Néanmoins, au-delà de la politique pure, c’est le monde de la culture qui va la retenir. En effet, après 8 ans au CNC (Centre National du Cinéma), Audrey Azoulay fait sa première entrée à l’Elysée en 2014 auprès de François Hollande, favorisant la promotion de la culture par l’ex- président. A l’origine d’un « plan pour la protection du patrimoine en danger » d’envergure nationale, elle le transposera au-delà des frontières pour le présenter au conseil de sécurité de l’ONU. Ce projet de résolution 2347, sur le même thème est porté par la France et l’Italie et est adopté à l’unanimité. Afin d’instaurer un véritable « dialogue interculturel et intergénérationnel », François Hollande nomme Audrey Azoulay ministre de la Culture et de la Communication en 2016. En parallèle, cette haute fonctionnaire pleine de conviction reste active sur le plan international ; elle a effectué plusieurs missions comme experte pour la Commission Européenne concernant les questions de culture et de communication.

Finalement, c’est en toute logique, de par son parcours professionnel et ses engagements, que François Hollande, le 15 mars 2017, propose la candidature d’Audrey Azoulay au poste de Directrice Générale de l’UNESCO.

« C’est par l’éducation, c’est par la culture, c’est par les sciences, c’est par la défense des libertés que nous agirons dans le long terme efficacement »

Cette déclaration représente les ambitions d’Audrey Azoulay pour l’UNESCO. Tous ces piliers se retrouvent aussi dans son programme qui tente de couvrir tous les domaines d’action de l’organisation, afin de la faire progresser et pour toucher le plus de personnes possible.

  • L’« éducation comme ferment de développement et d’égalité entre les sexes »
    En effet, Audrey Azoulay s’engage pour des mesures en faveur de la parité femme-homme dans les institutions culturelles, qui ont pu être inscrites dans la loi de par son travail antérieur.
  • « Refonder l’ambition culturelle pour l’UNESCO »
    Pour la protection du patrimoine, aussi dans l’univers numérique, qui occupe de plus en plus de place aujourd’hui, des projets comme celui-ci sont prévus.
  • « Référence du développement durable »
    Afin de faire de l’UNESCO un des acteurs phares du développement durable. L’environnement et la biodiversité, mais aussi les sciences ainsi que les innovations font partie de notre culture maintenant, et surtout de notre avenir. Audrey Azoulay comprend parfaitement l’enjeux de ces protections urgentes, notamment quand certains « Leaders » sont climato-sceptiques.
  • Le « forum intellectuel au service des valeurs universelles »
    Le but serait de renforcer, d’amplifier les liens entre les grands penseurs de notre société, peu importe le domaine, tout en rendant l’association plus accessible à tous.

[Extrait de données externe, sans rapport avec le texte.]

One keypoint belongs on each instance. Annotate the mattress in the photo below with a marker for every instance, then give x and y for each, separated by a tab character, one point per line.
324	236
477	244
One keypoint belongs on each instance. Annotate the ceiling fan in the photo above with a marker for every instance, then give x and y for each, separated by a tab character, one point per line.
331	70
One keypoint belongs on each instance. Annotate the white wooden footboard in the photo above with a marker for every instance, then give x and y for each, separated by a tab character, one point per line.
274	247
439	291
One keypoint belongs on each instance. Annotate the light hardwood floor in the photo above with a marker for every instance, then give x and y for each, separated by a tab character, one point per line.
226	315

Tout comme Simone Viel, une de ses modèles, Audrey Azoulay sait se battre pour ses idées, autant sur le plan personnel, national, qu’international. L’UNESCO gagne un élément motivé afin de la porter dans ses projets, quand les Etats Unis et Israël ont décidé de partir, ce à quoi elle ne manque pas de réagir :

« Dans ce moment de crise, je crois qu’il faut plus que jamais s’impliquer dans l’UNESCO, la soutenir, chercher à la renforcer et à la réformer et non pas à la quitter. »

Il ne manque plus que l’approbation de la conférence générale des 195 Etats membres de l’UNESCO afin de confirmer son poste de Directrice Générale de l’UNESCO.

Infos brutes : Le déroulement de son élection pour le poste de DG de l’UNESCO

  • Le 15 mars 2017 Hollande propose la candidature d’Audrey Azoulay en tant que directrice générale de l’UNESCO.
  • Au Premier tour du scrutin, elle atteint la deuxième place, avant Moushira Khattab, la candidate égyptienne, mais après le qatari Hamad ben Abdelaziz al-Kawari
  • Au quatrième tour, elle arrive ex aequo avec Moushira Khattab, en deuxième position, encore derrière Hamed ben Abdelaziz al-Kawari.
  • Au dernier et cinquième tour du 13 octobre 2017, à une majorité de 30 voix contre 28 parmi les 58 membres du conseil exécutif, Audrey Azoulay est élue directrice générale de l’UNESCO. • Le 10 novembre, le vote sera soumis à l’approbation de la conférence générale des 195 Etats membres.